Exploration of the renoprotective effect of Yi-Shen-Hua-Shi granules on db/db mice and the mechanism of podocyte apoptosis based on the GRP78/CHOP signaling pathway

Yanmo Cai¹Yunhua Liu¹Sitong Wang¹Ge Jin¹Zhou Kaidong¹Xin Zhou¹Xinxue Zhang¹Min Zhang^2*Zongjiang Zhao^1*

• ¹Beijing University of Chinese Medicine, Beijing, China
• ²Department of Nephrology, Beijing Chaoyang Hospital, Capital Medical University, Beijing, China

Objective: Yi-Shen-Hua-Shi (YSHS) granules are a widely utilized Chinese medicine formula for treating diabetic kidney disease (DKD). While their effectiveness in treating DKD is established, the precise regulatory mechanism remains unclear. We aimed to explore the potential targets and mechanisms of action of YSHS in delaying DKD progression through network pharmacology and experimental validation. Methods: Network pharmacology was employed to identify potential targets and signaling pathways of YSHS in treating DKD, hypothesized to be associated with endoplasmic reticulum stress and apoptosis, and these predictions were validated through animal and cellular experiments. Following a 12-week YSHS intervention in db/db mice, assessments were conducted on blood glucose, lipid levels, renal function indices (24-hour urinary protein, blood glucose, serum creatinine, blood urea and urinary albumin-to-creatinine ratio), and kidney pathology. Apoptosis in Mouse Podocyte Clone-5 (MPC-5) cells was assessed using TUNEL labeling. The expression levels of GRP78, PERK, p-PERK, CHOP, Bcl-2, Bax, and Nephrin proteins and mRNAs in mouse kidney tissues and MPC-5 cells were evaluated through immunohistochemistry, western blotting, and real-time PCR. Results: YSHS significantly improved the general status of db/db mice, with a significant reduction in body mass, renal function indices, total cholesterol, triglycerides, and low-density lipoprotein. Pathological staining showed reduced renal tissue damage in mice, and electron microscopy revealed reduced pedunculopontine fusion and basement membrane thickening.

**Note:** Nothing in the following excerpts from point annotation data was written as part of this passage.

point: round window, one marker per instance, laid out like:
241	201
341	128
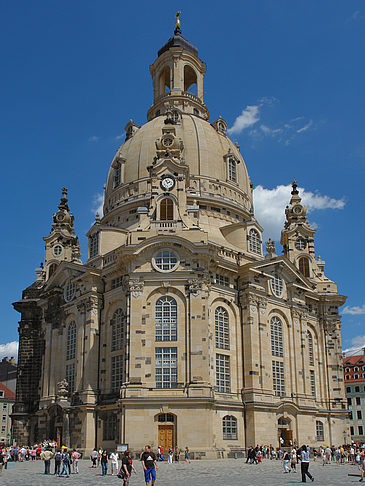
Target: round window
277	285
165	261
57	250
300	244
70	291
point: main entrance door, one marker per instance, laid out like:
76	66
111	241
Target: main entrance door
166	437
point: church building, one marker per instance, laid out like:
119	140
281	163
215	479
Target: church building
178	330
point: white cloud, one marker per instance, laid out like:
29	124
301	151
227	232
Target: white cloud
270	206
355	310
9	350
358	342
97	204
248	117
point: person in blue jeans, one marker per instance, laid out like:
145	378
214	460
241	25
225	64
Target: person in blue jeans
149	463
104	462
65	463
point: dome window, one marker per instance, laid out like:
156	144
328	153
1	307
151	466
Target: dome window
300	244
165	261
232	170
304	266
254	241
166	209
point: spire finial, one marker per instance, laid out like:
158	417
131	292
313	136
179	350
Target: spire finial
177	23
294	185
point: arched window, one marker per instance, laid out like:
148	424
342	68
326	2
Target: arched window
276	337
117	323
166	319
304	266
190	78
71	340
232	170
166	209
310	349
221	328
52	269
229	427
319	430
255	241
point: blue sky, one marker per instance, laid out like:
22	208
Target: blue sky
288	77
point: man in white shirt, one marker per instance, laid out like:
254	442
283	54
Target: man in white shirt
114	462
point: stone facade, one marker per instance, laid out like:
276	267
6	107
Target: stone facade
177	330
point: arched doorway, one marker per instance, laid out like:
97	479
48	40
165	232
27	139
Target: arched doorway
285	433
166	431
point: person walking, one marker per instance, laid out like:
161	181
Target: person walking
75	461
94	457
304	464
127	467
149	464
187	458
104	462
114	462
46	456
57	462
286	460
65	462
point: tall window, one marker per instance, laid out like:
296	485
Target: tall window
223	372
319	430
254	241
232	170
313	382
117	323
166	209
70	377
278	378
276	337
221	328
166	319
229	427
304	266
166	367
93	245
110	427
310	349
71	340
117	372
116	175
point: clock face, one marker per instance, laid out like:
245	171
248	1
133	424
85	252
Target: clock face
167	183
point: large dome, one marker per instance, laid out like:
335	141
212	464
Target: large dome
205	151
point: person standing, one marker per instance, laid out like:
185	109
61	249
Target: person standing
127	466
149	464
57	462
187	458
46	456
304	464
104	462
75	461
65	463
114	462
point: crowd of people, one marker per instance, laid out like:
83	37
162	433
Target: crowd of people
66	461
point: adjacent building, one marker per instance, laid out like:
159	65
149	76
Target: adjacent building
178	330
7	399
354	372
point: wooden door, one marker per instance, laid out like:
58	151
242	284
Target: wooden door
166	438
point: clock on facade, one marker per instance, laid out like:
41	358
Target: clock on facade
167	183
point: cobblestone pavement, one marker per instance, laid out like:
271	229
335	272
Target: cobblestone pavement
228	472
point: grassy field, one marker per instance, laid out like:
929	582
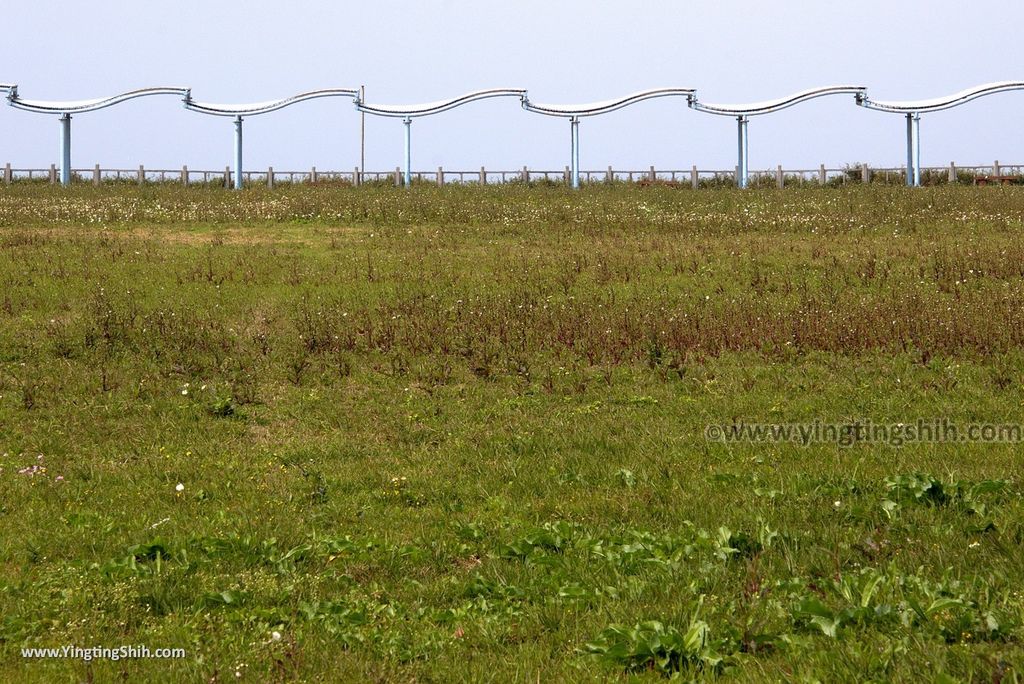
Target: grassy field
349	434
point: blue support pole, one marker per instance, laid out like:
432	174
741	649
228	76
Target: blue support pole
66	150
238	153
574	123
409	151
912	150
741	167
916	151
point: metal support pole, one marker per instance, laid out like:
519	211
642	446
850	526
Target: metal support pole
409	151
741	173
574	122
912	150
916	150
238	153
363	138
66	150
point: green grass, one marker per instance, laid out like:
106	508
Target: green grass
459	433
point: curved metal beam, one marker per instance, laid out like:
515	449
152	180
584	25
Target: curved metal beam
593	109
77	107
937	103
410	111
252	109
767	107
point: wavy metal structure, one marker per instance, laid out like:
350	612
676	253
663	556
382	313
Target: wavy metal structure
81	105
409	112
938	103
574	112
67	108
240	111
742	113
594	109
253	109
427	109
912	110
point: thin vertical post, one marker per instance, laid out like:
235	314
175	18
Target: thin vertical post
66	150
912	150
409	151
574	178
916	150
238	153
363	136
741	148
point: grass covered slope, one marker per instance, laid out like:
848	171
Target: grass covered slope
459	433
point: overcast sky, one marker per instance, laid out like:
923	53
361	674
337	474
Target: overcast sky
561	51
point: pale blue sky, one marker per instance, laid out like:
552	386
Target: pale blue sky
568	51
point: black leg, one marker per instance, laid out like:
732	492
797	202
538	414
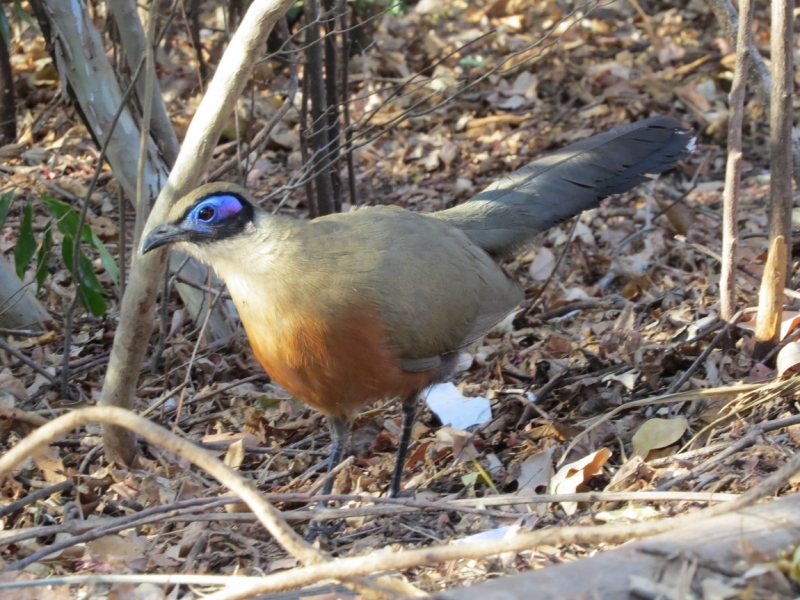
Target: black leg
409	412
339	430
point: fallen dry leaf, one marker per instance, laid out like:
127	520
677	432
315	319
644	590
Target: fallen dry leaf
658	433
572	476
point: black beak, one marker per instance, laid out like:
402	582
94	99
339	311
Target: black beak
162	235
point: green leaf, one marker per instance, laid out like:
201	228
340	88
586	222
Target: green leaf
24	16
68	220
4	29
43	256
5	205
26	243
90	291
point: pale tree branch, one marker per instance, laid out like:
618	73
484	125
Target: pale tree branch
728	21
733	172
136	314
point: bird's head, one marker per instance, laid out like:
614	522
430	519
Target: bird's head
212	213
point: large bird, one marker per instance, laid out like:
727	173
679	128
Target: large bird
351	308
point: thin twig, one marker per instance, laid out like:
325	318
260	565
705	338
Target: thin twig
4	345
705	354
70	313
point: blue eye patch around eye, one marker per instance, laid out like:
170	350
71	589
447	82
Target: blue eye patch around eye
224	206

YSHS decreased GRP78, PERK, p-PERK, CHOP, and Bax protein and mRNA levels in renal tissues and MPC-5 cells (P < 0.05, P < 0.01), while increasing Nephrin protein and Bcl-2 mRNA expression (P < 0.05, P < 0.01). Conclusion: YSHS inhibited podocyte apoptosis, protected the glomerular filtration barrier, attenuated proteinuria, and improved renal function indices by activating the GRP78/CHOP signaling pathway in the kidneys and in vitro cultured podocytes of db/db mice.